If you're geared, limited fasted cardio is not going to make you catabolic.


----------



## raysd21 (Sep 3, 2014)

theCaptn' said:


> If you're geared, limited fasted cardio is not going to make you catabolic.



This is the counter arguement obviously.  But seriously the average person trying desperately to lose weight is not pinning 500mgs of test.   Especially females.  I just want people to think about things after they read an article or get some advice from someone and start doing it.   People are always complaining about not putting on enough muscle.  I think it comes from the diet mindset.  Not eating enough and fasted cardio or to much cardio.

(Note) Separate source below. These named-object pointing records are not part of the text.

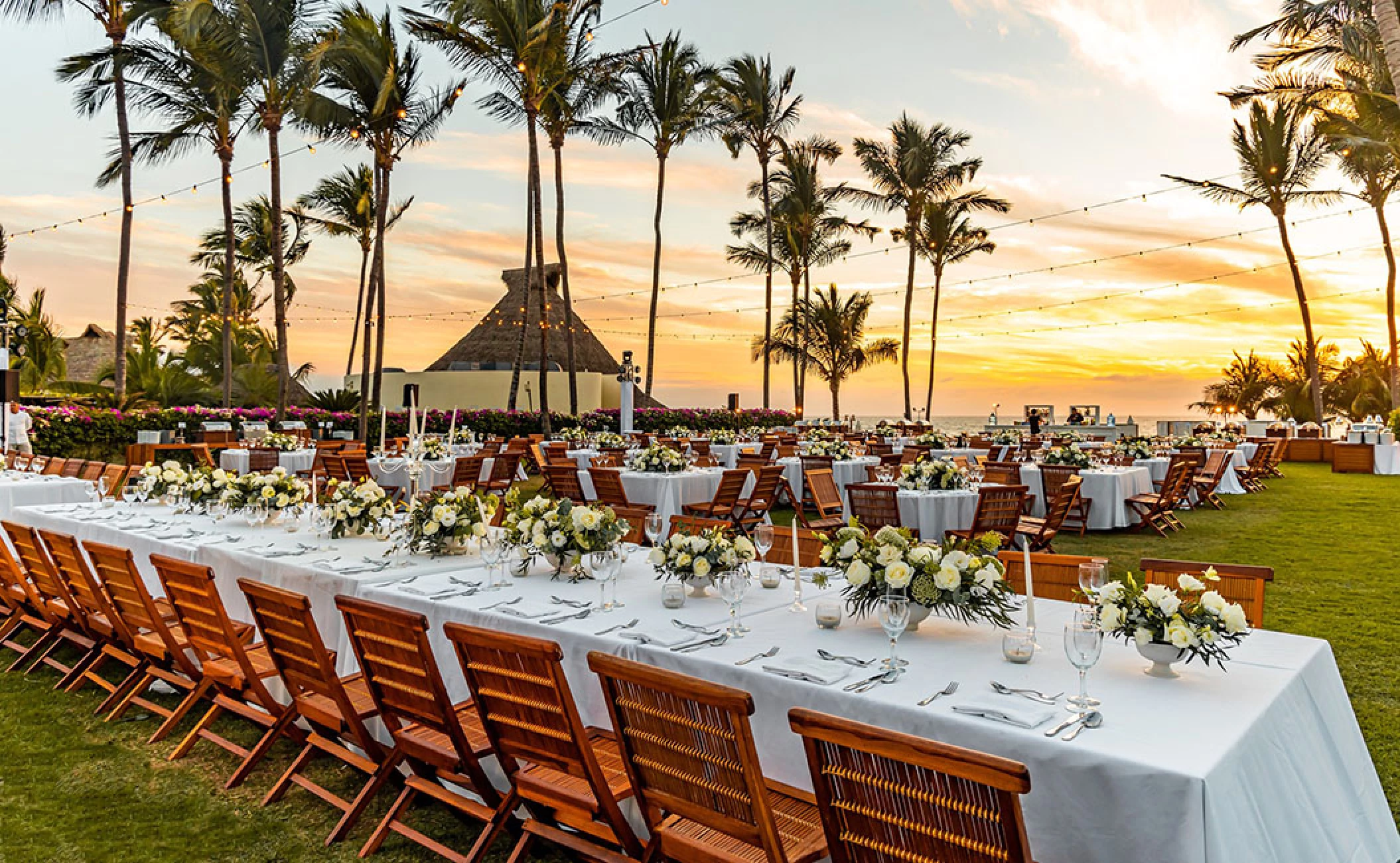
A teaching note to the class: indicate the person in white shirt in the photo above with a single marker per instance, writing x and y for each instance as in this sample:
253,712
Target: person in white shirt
20,426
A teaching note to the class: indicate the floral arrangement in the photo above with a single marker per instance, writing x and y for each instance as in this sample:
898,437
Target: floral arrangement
1135,447
958,579
1192,618
934,440
562,530
837,449
281,440
933,475
443,520
1068,455
354,509
706,554
276,489
161,479
658,460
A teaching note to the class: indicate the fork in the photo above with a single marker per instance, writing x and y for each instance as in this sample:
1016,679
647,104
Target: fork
759,656
947,690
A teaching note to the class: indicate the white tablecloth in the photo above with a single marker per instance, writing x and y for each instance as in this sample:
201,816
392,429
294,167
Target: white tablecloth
1109,488
236,460
36,489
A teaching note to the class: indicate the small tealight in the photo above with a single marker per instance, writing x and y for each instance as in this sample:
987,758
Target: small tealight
828,614
1018,645
672,594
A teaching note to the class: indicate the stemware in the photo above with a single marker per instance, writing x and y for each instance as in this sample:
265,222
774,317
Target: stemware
894,617
1083,645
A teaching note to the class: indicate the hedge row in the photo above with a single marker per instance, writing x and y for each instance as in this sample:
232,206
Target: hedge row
101,433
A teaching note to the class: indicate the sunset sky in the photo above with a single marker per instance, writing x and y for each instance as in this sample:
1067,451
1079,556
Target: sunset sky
1070,103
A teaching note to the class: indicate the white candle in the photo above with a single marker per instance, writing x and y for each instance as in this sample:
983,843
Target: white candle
1031,588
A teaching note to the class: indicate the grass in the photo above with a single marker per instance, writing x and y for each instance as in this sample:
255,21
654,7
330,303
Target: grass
73,789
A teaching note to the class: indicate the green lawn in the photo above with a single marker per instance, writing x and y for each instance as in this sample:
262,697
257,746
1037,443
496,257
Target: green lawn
74,789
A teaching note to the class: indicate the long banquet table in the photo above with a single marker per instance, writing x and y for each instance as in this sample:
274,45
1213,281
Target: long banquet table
1262,763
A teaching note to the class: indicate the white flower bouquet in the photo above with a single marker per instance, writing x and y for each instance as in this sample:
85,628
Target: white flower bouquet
957,579
1068,455
276,489
279,440
1190,618
658,460
703,555
444,520
354,509
933,475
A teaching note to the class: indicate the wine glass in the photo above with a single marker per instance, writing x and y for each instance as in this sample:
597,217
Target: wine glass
764,542
733,586
653,527
1083,643
894,617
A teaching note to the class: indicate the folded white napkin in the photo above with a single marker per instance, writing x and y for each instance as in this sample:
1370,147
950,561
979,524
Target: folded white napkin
1009,709
661,638
809,668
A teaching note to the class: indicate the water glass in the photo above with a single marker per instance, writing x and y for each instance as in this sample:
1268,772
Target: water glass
1083,645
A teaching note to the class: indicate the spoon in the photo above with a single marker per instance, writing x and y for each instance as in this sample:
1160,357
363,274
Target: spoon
1092,720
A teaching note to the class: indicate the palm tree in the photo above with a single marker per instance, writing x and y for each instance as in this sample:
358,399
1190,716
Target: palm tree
918,166
118,20
1279,155
833,344
373,93
668,98
1246,387
342,205
947,236
202,98
759,110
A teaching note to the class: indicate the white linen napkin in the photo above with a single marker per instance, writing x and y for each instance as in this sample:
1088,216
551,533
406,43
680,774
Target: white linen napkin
809,668
1011,711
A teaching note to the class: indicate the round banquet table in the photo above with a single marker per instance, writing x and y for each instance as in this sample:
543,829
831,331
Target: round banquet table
236,460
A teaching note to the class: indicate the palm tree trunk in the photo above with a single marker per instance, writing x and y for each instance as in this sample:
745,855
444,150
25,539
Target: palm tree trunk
123,257
538,219
909,311
1309,344
933,342
656,274
563,276
768,274
1393,360
226,160
279,272
359,307
529,262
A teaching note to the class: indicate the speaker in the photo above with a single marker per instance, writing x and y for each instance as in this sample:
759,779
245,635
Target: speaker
9,386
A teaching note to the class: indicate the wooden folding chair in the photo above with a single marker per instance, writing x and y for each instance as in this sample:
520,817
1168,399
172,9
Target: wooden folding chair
336,708
1238,583
565,773
156,638
1054,576
695,769
726,502
441,743
886,796
234,671
999,512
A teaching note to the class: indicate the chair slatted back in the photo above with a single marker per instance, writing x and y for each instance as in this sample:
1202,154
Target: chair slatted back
208,627
1054,576
888,796
689,750
608,487
398,665
999,510
873,505
1238,583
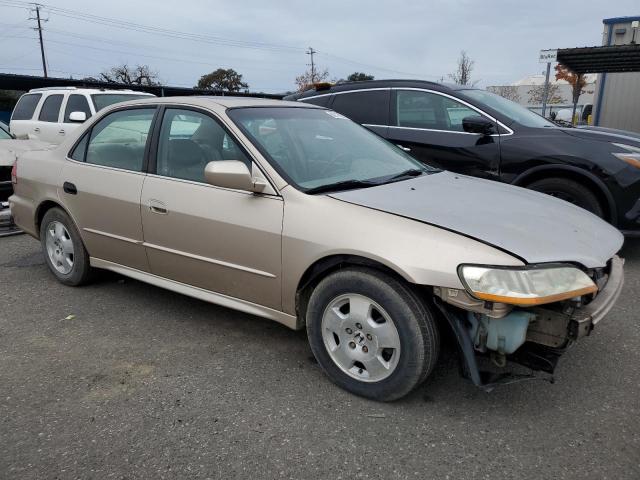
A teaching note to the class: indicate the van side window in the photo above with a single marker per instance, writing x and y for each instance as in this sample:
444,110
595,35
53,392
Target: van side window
120,138
26,106
50,110
370,107
76,103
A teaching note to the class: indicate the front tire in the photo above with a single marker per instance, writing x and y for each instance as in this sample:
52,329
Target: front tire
371,334
63,249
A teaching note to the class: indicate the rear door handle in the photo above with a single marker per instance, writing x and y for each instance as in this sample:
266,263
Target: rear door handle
69,188
158,207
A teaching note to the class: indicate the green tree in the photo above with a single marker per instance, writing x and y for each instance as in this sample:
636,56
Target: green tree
359,77
222,79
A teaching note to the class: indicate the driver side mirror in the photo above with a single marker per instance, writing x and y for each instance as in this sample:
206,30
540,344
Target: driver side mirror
78,117
478,124
232,174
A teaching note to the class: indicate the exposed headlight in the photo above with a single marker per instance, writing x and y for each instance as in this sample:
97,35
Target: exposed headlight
631,156
526,286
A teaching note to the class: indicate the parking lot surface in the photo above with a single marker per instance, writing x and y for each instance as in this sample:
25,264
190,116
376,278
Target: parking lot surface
120,379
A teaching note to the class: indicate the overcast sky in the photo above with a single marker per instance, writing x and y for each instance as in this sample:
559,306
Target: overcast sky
266,40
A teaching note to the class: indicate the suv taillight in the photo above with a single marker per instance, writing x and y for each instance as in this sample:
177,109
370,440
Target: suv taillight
14,172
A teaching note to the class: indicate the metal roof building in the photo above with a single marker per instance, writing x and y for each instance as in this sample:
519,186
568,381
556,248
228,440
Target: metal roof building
617,99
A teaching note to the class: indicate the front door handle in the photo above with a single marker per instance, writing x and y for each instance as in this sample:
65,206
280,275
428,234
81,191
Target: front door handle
158,207
69,188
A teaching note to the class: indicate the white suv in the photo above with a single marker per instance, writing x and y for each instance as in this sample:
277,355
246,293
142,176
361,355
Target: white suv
49,114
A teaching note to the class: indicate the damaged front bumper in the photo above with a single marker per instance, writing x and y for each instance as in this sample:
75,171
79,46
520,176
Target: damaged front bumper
535,338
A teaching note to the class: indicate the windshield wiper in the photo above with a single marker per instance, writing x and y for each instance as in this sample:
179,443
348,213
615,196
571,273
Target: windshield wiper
344,185
413,172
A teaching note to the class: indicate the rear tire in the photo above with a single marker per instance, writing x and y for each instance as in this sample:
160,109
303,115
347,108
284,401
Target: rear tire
64,252
569,191
371,334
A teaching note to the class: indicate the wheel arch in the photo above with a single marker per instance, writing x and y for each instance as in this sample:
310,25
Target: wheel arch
43,208
329,264
585,178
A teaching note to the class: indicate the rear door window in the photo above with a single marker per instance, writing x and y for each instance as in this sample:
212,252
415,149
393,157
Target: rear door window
119,139
50,111
26,106
76,103
322,101
431,111
370,107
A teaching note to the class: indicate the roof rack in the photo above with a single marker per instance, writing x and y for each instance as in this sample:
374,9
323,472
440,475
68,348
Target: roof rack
52,88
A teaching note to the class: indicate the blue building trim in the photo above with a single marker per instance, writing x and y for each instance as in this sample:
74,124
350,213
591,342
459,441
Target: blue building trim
603,77
610,21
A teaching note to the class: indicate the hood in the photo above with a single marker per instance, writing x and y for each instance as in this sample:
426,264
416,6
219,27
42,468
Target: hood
532,226
602,134
10,149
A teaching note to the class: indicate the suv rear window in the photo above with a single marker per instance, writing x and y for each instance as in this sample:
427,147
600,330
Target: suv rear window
103,100
50,110
26,106
76,103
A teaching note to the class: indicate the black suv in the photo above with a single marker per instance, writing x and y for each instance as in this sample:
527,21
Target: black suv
475,132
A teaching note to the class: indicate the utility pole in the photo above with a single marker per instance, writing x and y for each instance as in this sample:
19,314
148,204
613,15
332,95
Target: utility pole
39,28
311,52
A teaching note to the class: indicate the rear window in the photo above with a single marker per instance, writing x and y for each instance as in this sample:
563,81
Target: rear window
26,106
50,110
103,100
370,107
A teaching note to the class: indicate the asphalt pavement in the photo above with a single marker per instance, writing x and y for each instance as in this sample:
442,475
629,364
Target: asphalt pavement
123,380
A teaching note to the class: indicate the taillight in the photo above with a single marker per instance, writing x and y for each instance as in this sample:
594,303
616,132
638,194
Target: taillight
14,172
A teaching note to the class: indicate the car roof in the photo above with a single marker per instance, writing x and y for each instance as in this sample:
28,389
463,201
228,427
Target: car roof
87,90
367,84
217,102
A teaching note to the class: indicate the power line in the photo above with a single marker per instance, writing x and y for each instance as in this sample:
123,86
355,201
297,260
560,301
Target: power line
39,29
311,52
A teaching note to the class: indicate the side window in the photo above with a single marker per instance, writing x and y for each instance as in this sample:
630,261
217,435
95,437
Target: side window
80,150
119,139
188,141
76,103
26,106
50,110
371,107
455,112
416,109
322,101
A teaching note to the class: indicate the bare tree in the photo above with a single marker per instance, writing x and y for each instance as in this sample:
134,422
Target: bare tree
510,92
577,81
462,76
222,80
536,94
138,75
307,80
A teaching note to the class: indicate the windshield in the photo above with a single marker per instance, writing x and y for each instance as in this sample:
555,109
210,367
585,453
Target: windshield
103,100
315,149
512,110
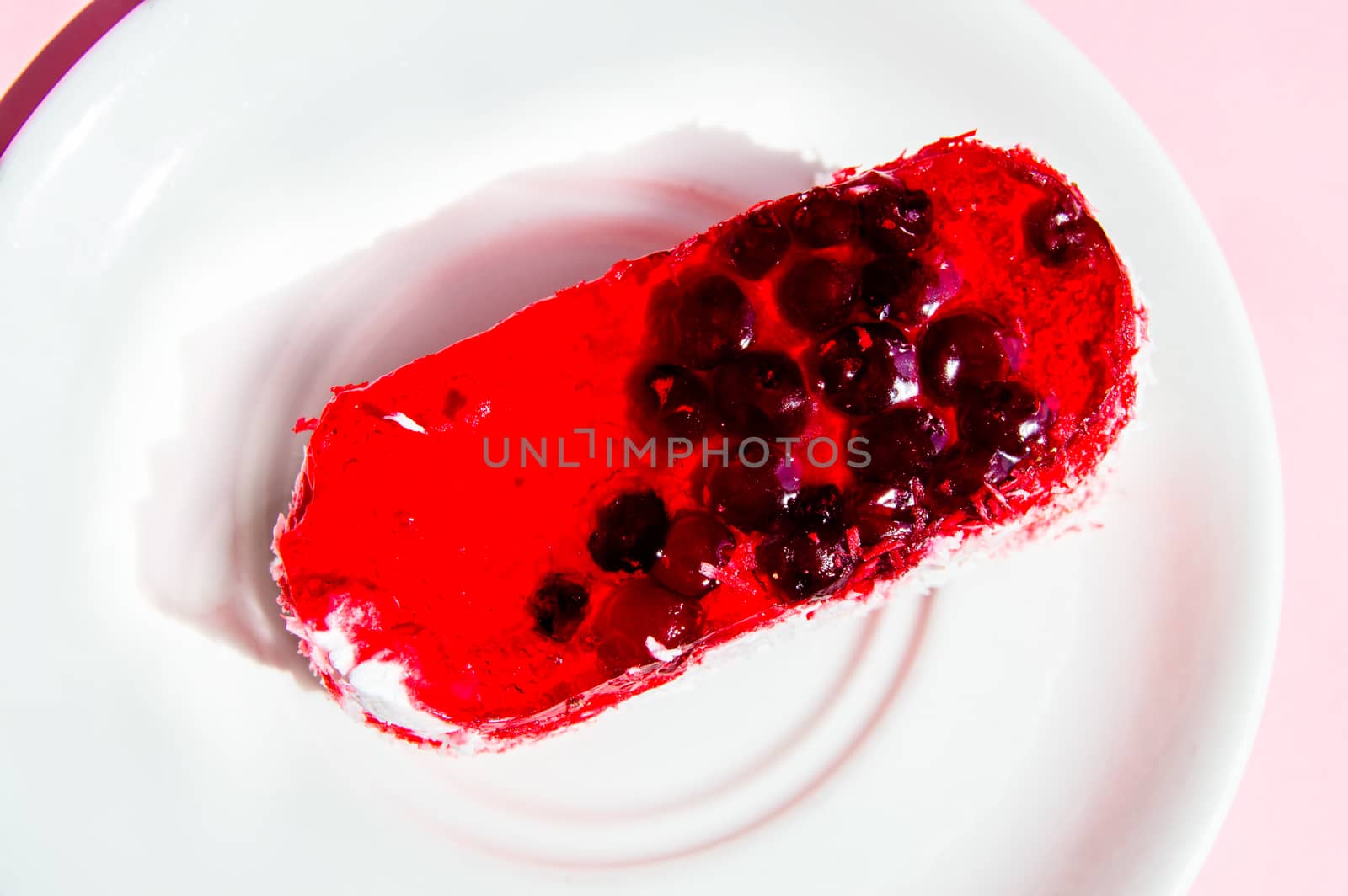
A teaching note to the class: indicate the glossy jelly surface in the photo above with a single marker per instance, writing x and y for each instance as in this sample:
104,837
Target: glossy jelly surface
833,383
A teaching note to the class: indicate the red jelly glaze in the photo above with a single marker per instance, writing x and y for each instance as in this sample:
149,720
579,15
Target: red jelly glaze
435,558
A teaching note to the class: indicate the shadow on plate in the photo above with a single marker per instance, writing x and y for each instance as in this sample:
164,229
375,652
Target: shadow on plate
206,530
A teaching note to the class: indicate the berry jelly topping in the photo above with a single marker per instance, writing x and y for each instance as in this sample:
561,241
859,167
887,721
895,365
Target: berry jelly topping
550,516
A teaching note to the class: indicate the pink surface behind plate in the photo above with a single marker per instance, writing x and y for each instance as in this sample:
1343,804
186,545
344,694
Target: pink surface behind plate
1249,100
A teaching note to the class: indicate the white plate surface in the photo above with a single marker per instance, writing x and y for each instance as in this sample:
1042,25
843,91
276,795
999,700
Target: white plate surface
224,208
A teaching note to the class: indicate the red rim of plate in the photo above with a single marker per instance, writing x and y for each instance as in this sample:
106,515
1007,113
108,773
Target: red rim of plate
61,54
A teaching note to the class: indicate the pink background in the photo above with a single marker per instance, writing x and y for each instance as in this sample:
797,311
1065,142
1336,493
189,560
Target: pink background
1249,101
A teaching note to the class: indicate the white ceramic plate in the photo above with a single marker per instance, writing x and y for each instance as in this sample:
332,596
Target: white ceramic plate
224,208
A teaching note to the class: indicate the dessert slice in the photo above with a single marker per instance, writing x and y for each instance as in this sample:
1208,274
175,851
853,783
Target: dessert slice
506,536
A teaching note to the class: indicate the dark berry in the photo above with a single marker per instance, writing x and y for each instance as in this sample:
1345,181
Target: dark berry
629,532
559,606
902,444
755,244
750,498
698,545
896,220
762,394
887,515
817,294
867,368
1004,417
800,566
640,621
824,219
815,509
1062,229
894,289
703,323
961,352
671,401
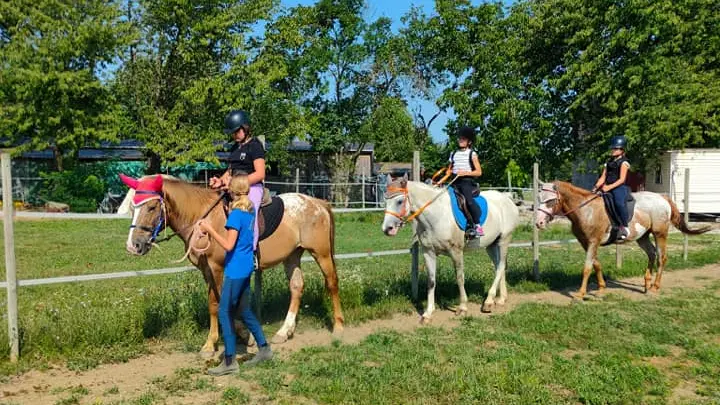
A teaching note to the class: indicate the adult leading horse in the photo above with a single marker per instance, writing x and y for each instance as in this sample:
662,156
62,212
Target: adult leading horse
653,214
439,235
307,225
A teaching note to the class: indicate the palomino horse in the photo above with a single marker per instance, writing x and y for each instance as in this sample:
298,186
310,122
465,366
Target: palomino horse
591,225
438,234
307,224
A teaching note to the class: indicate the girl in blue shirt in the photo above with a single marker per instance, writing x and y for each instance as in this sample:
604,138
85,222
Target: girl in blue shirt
238,242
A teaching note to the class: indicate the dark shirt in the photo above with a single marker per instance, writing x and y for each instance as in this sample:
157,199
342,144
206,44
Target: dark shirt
243,155
613,169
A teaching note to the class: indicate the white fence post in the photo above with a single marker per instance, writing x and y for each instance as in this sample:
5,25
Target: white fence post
10,275
536,233
686,206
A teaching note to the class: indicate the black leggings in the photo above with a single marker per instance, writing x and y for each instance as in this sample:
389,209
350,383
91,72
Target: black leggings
466,187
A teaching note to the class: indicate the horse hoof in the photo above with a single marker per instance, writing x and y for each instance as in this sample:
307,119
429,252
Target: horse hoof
279,339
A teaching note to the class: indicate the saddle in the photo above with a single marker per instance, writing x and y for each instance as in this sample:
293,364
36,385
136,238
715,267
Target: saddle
462,203
615,218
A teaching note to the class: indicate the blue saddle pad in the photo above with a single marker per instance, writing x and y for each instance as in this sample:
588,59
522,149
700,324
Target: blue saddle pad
460,219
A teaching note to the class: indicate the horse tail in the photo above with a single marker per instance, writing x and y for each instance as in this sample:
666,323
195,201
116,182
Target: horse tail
331,231
679,221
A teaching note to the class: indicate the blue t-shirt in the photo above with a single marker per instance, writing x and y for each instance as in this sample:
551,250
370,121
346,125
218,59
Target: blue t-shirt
239,261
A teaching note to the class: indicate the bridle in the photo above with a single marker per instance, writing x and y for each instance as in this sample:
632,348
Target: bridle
552,215
163,214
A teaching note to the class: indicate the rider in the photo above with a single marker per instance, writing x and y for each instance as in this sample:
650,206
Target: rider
465,165
613,179
247,157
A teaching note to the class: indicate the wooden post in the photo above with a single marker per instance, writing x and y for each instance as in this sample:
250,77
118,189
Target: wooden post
415,249
536,234
362,188
686,206
10,256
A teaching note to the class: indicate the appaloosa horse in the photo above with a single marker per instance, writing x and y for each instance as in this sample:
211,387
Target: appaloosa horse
438,234
653,214
307,225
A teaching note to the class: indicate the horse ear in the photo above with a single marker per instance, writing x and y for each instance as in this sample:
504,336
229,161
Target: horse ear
129,181
156,183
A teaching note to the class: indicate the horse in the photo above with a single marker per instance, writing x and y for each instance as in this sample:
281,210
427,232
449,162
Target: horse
653,214
438,234
307,225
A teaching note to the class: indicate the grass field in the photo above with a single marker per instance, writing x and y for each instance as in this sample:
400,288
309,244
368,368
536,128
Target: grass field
85,324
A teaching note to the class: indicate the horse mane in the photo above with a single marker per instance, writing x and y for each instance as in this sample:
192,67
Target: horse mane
193,199
568,187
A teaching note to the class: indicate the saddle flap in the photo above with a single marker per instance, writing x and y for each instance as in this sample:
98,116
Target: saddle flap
267,198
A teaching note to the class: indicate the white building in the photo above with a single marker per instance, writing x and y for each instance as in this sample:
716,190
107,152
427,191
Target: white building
668,177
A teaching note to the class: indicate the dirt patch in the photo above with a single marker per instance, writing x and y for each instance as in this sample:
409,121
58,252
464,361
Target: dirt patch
134,378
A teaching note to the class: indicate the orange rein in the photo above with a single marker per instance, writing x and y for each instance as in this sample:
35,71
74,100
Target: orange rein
403,213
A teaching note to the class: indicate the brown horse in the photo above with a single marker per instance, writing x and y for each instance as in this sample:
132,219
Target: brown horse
307,224
653,214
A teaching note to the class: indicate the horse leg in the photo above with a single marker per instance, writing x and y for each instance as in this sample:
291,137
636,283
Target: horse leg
661,240
646,245
215,277
297,285
590,257
494,253
458,259
327,265
431,264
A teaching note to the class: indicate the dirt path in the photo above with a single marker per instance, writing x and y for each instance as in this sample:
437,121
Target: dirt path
114,382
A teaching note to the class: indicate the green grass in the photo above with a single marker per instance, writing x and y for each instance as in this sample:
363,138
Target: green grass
86,324
594,353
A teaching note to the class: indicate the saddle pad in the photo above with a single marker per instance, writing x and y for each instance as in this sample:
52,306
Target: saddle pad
460,219
270,217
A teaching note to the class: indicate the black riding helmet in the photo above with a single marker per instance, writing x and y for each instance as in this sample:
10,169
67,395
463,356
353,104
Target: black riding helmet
467,133
618,142
235,120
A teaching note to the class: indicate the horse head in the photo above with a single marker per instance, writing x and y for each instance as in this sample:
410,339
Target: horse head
549,204
396,205
148,208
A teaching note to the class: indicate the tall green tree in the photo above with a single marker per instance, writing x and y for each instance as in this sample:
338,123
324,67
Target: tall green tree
185,73
52,53
645,69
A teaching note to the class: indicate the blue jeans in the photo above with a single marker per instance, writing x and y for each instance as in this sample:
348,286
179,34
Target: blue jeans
233,291
620,196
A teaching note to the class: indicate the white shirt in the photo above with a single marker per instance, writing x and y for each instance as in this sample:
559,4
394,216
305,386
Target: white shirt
461,160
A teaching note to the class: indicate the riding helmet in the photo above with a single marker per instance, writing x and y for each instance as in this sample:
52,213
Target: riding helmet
236,119
467,133
618,142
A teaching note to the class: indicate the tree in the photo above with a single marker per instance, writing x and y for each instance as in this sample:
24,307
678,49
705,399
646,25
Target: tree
645,69
52,54
176,82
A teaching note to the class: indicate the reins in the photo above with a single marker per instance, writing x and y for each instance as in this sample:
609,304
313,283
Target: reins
565,214
403,190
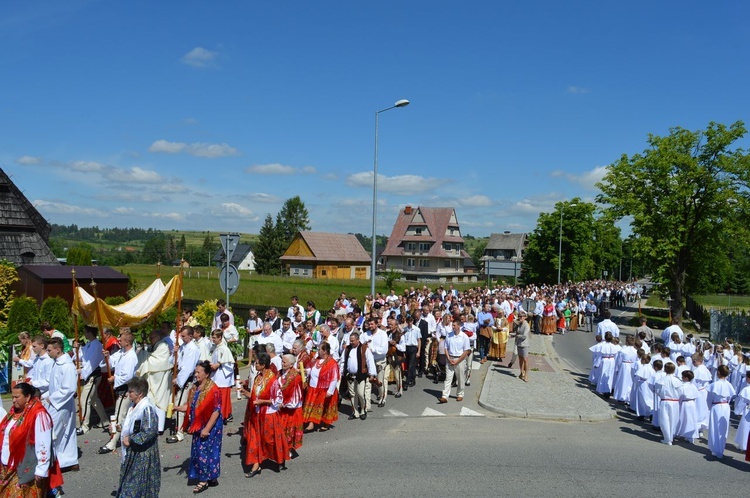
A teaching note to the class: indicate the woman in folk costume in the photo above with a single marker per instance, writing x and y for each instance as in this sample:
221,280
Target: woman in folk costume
26,468
720,393
742,408
499,336
264,434
290,384
204,421
140,467
321,399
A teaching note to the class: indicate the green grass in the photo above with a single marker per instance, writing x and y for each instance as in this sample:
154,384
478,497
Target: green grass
202,283
723,300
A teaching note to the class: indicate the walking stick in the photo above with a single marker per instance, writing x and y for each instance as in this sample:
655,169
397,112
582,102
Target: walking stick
101,333
178,324
78,356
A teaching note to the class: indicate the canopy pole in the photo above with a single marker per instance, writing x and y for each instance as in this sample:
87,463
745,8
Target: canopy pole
101,333
78,348
178,325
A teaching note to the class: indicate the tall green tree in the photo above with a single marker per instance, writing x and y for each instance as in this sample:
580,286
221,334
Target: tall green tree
267,249
582,244
682,193
292,218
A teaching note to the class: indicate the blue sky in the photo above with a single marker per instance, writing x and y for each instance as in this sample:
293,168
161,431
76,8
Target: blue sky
208,115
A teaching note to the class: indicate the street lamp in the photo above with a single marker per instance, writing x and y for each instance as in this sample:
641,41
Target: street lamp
400,103
559,251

I am doing some fasted cardio right now with the peptides I'm doing.  It will be interesting to see the results.  I'm only doing it cause I hit a pretty firm wall for dropping bf%.


----------



## skinnyguy180 (Sep 3, 2014)

They might not be pinning gear but a lot of them are on metabolism boosters such as clen... and if you are on clen wouldn't that keep your metabolic rate up.  And considering that the whole basis for the article was that your metabolism will be slower through out the day, it seems debunked..  In that sense any way.


----------



## skinnyguy180 (Sep 3, 2014)

The more I review this article the more holes I keep seeing.  For instance how did they come up with 36 minutes(seems like an odd number)... If a person really wants to lose weight they have to do more than 36 mins?  Also diet.. Were the 2 groups on some sort of controlled diet? What constitutes a "small meal" 500cals 200cals ?Daily activity... what did the two groups do during the day?  how many days a week were the two groups doing cardio before the they did this test? Also the last part mentions intensity-  if you are using a heart rate monitor on a cardio "machine" making sure you are at the same intensity as you would be had you eaten is a non issue.  Its not like your out running on the road.  You set the machine to a certain level and keep your heart rate steady.


In order for a study to be comprehensive the two groups would have to be on a specific diet, the length of time measured would have to be at least a month to measure real total body fat loss, and they would probably want to do more than 36 mins of cardio at least 3-4 days a week....


----------



## skinnyguy180 (Sep 3, 2014)

BTW I do do fasted cardio when trying to drop weight but for the most part I feel that if your doing cardio, fasted or not, and have your diet under control your going to lose weight at a similar rate either way.  I just have no issue doing my workouts on an empty stomach.  If you cant do cardio on and empty stomach then eat... Doing your work out is the biggest factor in all this not whether or not its fasted.


----------



## Big Smoothy (Sep 3, 2014)

Fasted vs. non-fasted cardio has always been debated and will continue to be debated.  

We are excluding 21 minutes of HIIT in the morning on an empty stomach correct?

Eric Broser swears by fast cardio and there are those that debate him.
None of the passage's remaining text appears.